Domingo e futebol. Uma combinação bem brasileira, não é mesmo? Pois bem, hoje não foi. Por quê? Simplesmente por causa da final da Eurocopa 2008!
Hoje, em Viena, Áustria, foi jogada a final da Euro 2008. Alemanha contra Espanha. O jogo, por si só, já atraía a atenção de pessoas que não ligam muito para futebol. Para os brasileiros, tinha ainda o apelo de ver um jogador tupiniquim em campo (Marcos Senna, que jogou algum tempo no Brasil até transferir-se para a Espanha). Mas eu, que gosto de futebol (mais que a média, e com certeza muito mais que as mulheres costumam gostar), vi o jogo por outros motivos.
Primeiro, porque ver jogos europeus sempre me deixa feliz. O motivo? A transmissão! E, nesta Euro, ela estava deslumbrante...
Imagens de ângulos diversos (uma câmera que filmava o campo de cima me deixou embasbacada), definição de imagem, tomadas em super-slow, nas quais você vê qualquer toque ou falta com precisão...

Cara, foi um show! Arrisco dizer que a transmissão foi melhor até que a da última copa. Assim até dá gosto ver futebol.
Fora que os dois times, Alemanha e Espanha, atraem a atenção do público. A "fúria" espanhola tinha fama de nadar, nadar e morrer na praia. Ou seja, sempre tinha um time bom, mas nunca passava das quartas de final nas competições importantes. E, pasmem, o único título que eles tinham, até essa final de hoje, foi a Euro de 1964. E só. Nunca ganharam uma copa.
A Alemanha, várias vezes campeã do mundo, tinha mais credenciais. Mas, depois de duas copas com resultados médios (na última eles chegaram desacreditados, jogando em casa. Na de 2002 eles perderam aquela final sensacional para o Brasil), o time precisava mostrar resultados.

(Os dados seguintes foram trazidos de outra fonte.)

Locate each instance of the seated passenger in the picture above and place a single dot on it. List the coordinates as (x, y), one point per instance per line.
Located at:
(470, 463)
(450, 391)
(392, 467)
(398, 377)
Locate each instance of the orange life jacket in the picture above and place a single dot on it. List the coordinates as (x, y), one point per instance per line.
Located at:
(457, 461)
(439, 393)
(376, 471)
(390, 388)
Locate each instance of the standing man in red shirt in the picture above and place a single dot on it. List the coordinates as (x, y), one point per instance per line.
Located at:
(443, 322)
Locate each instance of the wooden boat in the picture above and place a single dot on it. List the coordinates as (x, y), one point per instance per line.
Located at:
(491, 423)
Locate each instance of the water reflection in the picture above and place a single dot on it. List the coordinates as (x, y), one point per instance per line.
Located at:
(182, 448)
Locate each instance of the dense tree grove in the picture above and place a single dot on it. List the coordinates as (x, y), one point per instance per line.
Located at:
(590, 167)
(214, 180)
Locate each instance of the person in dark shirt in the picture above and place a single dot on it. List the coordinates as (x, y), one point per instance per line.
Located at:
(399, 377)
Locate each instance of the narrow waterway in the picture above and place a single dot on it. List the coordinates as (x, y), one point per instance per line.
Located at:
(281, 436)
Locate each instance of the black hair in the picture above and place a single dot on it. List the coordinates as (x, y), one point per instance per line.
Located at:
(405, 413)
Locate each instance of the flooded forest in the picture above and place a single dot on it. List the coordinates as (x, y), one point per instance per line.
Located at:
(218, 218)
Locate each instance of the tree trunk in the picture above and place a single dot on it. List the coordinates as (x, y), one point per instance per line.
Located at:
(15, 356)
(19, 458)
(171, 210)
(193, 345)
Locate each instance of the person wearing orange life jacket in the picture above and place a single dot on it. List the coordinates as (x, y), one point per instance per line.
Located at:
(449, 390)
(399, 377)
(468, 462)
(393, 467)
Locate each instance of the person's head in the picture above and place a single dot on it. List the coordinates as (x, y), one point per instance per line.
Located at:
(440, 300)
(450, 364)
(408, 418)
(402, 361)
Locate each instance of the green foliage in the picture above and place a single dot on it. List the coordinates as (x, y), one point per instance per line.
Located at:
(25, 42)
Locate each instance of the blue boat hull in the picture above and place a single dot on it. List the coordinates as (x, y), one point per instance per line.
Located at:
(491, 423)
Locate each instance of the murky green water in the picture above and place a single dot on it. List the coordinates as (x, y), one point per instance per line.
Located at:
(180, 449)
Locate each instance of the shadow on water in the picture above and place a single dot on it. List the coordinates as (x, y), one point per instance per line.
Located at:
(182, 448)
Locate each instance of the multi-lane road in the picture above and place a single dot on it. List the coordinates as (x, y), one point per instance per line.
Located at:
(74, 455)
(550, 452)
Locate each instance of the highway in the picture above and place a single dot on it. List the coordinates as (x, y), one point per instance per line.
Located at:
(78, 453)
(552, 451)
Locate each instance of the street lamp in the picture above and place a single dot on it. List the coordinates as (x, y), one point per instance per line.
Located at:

Jogados os 90 minutos, deu Espanha. A festa foi bonita, e o time realmente mereceu a vitória (1 x 0, resultado até magro para o bom futebol apresentado). O herói do dia foi Fernado Torres, jogador do Liverpool, revelado no Atlético de Madri. Ele marcou o gol da vitória num lance em que prevaleceu a garra e o instinto de artilheiro. Ele é um bom jogador, mas, para ser sincera, acho que o outro Fernando (o Alonso, da Fórmula 1) é bem mais talentoso...
O que impressionou, fora a bela festa que os organizadores planejaram, foi a postura do time alemão depois da derrota. Eles permaneceram no campo, viram a festa espanhola (logicamente desolados), e receberam suas medalhas pelo vice campeonato. Tudo na maior educação. Ficaram no canto, quietos, tristes, mas ficaram lá. Agora eu pergunto: alguém imagina uma Argentina, ou a própria seleção brasileira fazendo isso? Se fosse numa final Brasil e Argentina, a possibilidade mais plausível era de tudo terminar em pancadaria generalizada!Logo eu estava vendo Ilker Casillas, goleiro espanhol que virou herói nacional depois de se dar bem nas cobranças de pênaltis contra a Itália, levantando a taça. Ele é o capitão do time espanhol, e merecia o feito. Superar Buffon, um dos melhores goleiros do mundo, levar seu time para as semi finais depois de passar pela Itália realmente não é para qualquer um. Ainda mais depois da Itália ter ganho a última copa, nos pênaltis, e com Buffon como seu goleiro.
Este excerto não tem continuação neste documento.